Himegi e Kuroi pararam de andar. Me virei para elas, me encarando incrédulas:
— Se vocês se divertiram, isso é o que importa, certo? — continuei, minha garganta rangia. — Só que por mim... sabia que não seria a mesma coisa.
— Mas isso...
— Eu sei, mas... — intervi antes de Himegi continuar. — ...vendo pela ansiedade de Yonagi, o que a interessava era que vocês fossem lá ver esse filme, certo? Se tem alguém que deve estar realmente irritada, tinha de ser ela.
— Shiro...! — Himegi agarrou meu colarinho, furiosa.
— ...você sabe que ela queria que vocês fossem mais do que eu, certo? Se estivesse no lugar dela... iria querer que você estivesse lá mais do que qualquer um.
— Eu? O que quer dizer? — A raiva de Himegi se dissipou em um instante.
— Como eu disse, não estive apenas dormindo no clube este tempo todo... — disse, com a cabeça latejando. — Yonagi quer se comunicar com todos. E você, Himegi, é quem mais a corresponde.
— Isso tudo porque você se distanciou de todos! — Himegi fez beicinho e me socou no braço. Dessa vez, doeu. Ai.
Naquele momento, tinha de escolher sabiamente o que dizer, mesmo que minha mente entrasse em colapso. Se errar o fio vermelho pelo azul... a bomba explodirá!
— O que quero dizer... é que queria que ela mudasse seus planos... já que não conseguiria arranjar tempo mesmo.
Minha resposta deixou Himegi pensativa. Não necessariamente escondi a verdade, apenas troquei a palavra arranjar de querer do meu raciocínio. De certo modo, poderiam ser interpretados da mesma forma pelo contexto.
— Como posso saber disso? — retrucou a garota, emburrada. — Se tudo o que posso pensar é que você não queria ir...
Pelo visto, foi mais previsível do que imaginava... ela só precisou de um mês de convivência para conseguir me analisar a esse nível?

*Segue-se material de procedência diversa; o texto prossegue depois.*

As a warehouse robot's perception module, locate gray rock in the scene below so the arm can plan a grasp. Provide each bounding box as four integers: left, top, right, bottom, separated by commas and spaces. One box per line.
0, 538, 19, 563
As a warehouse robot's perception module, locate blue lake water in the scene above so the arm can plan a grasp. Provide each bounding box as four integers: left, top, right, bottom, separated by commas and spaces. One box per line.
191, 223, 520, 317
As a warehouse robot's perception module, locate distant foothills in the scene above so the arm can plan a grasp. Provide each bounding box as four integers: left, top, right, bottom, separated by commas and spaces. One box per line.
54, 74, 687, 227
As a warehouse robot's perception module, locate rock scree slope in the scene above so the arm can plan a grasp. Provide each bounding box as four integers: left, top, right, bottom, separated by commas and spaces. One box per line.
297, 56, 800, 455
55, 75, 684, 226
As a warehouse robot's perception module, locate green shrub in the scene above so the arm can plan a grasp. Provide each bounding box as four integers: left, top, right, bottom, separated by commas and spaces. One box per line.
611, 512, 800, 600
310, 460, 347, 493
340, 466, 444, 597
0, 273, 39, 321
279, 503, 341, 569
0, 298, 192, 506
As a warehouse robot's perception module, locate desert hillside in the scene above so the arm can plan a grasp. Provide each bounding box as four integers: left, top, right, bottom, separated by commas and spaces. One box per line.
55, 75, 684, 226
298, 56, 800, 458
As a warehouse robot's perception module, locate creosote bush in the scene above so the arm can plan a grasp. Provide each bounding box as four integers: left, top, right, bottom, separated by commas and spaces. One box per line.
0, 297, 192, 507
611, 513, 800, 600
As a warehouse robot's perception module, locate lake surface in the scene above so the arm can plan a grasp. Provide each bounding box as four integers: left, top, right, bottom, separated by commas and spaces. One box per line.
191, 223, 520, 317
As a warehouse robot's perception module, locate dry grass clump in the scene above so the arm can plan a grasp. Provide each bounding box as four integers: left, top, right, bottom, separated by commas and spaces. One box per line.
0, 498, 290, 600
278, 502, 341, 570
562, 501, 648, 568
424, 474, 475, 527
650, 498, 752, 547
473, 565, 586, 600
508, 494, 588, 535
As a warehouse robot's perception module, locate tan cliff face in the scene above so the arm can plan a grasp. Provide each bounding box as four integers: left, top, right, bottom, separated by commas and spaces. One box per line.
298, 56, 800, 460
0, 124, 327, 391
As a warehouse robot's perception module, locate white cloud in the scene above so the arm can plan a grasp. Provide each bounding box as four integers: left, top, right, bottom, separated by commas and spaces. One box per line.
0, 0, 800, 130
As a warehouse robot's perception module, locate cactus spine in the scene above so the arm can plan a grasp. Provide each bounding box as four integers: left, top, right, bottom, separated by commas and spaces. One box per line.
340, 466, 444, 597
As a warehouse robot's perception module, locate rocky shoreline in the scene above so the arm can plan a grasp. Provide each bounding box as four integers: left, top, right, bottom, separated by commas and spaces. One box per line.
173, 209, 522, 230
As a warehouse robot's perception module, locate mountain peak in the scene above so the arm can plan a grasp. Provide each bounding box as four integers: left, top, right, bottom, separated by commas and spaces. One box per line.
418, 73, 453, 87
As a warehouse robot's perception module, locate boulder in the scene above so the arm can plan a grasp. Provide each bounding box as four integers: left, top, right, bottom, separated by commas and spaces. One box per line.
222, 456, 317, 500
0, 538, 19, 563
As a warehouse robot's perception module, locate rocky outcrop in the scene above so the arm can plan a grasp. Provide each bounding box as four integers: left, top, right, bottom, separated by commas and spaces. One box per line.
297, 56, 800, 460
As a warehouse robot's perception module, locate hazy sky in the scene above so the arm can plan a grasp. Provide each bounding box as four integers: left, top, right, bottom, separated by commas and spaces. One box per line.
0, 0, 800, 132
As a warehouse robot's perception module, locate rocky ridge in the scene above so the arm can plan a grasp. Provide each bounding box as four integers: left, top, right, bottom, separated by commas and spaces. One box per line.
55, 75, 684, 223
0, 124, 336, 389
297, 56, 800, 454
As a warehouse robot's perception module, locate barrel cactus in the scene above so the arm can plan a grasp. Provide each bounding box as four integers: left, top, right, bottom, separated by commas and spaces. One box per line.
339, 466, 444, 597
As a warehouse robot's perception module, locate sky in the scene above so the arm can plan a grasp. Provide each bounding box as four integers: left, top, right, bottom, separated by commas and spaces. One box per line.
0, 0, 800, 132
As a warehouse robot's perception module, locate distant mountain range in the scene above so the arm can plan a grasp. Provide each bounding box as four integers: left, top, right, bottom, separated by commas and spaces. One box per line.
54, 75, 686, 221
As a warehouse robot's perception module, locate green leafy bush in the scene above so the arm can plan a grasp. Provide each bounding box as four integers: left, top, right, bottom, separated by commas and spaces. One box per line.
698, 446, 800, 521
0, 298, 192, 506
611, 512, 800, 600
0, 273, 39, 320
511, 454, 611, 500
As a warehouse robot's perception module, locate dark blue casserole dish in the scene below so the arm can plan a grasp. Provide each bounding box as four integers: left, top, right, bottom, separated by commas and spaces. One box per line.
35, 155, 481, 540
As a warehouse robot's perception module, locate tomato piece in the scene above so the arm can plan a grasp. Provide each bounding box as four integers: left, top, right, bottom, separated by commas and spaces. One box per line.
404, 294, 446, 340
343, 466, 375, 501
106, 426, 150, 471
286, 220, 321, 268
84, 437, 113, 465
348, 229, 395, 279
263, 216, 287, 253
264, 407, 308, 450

— Então vou te provar isso. Vamos combinar de ir ao cinema, eu pago... — grunhi, deixando-a surpresa. Sério, minha temperatura corporal deve ter aumentado em mil vezes. Estávamos em algum tipo de câmara de gravidade, por acaso?
Aquela foi a primeira vez que convidei alguém para sair! Minhas pernas adormeceram e minhas mãos formigaram, será possível que me transformarei num Super Saiyajin?
O que me deixou mais nervoso foi que Himegi ficou em silêncio durante todo aquele momento.
— Eu... eu vou pensar... — Himegi desviou o olhar, seu rosto vermelho como um tomate. E completou: — ...se todos forem juntos.
Eu suspirei de alívio. Sem dúvidas, Himegi era a melhor pessoa que existe no planeta. Não, do universo. Com isso, aquele convite estranho se transformou num convite em grupo.
— Eu ouvi tudinho, Shiroyama! — exclamou Kuroi, animada. — Você vai pagar tudo, certo?
Ela me deu outro susto, o que me fez pular no mesmo lugar de novo. As duas começaram a rir animadas. É... acho que isso deve ter servido como uma punição para mim por não ter ido ver o filme.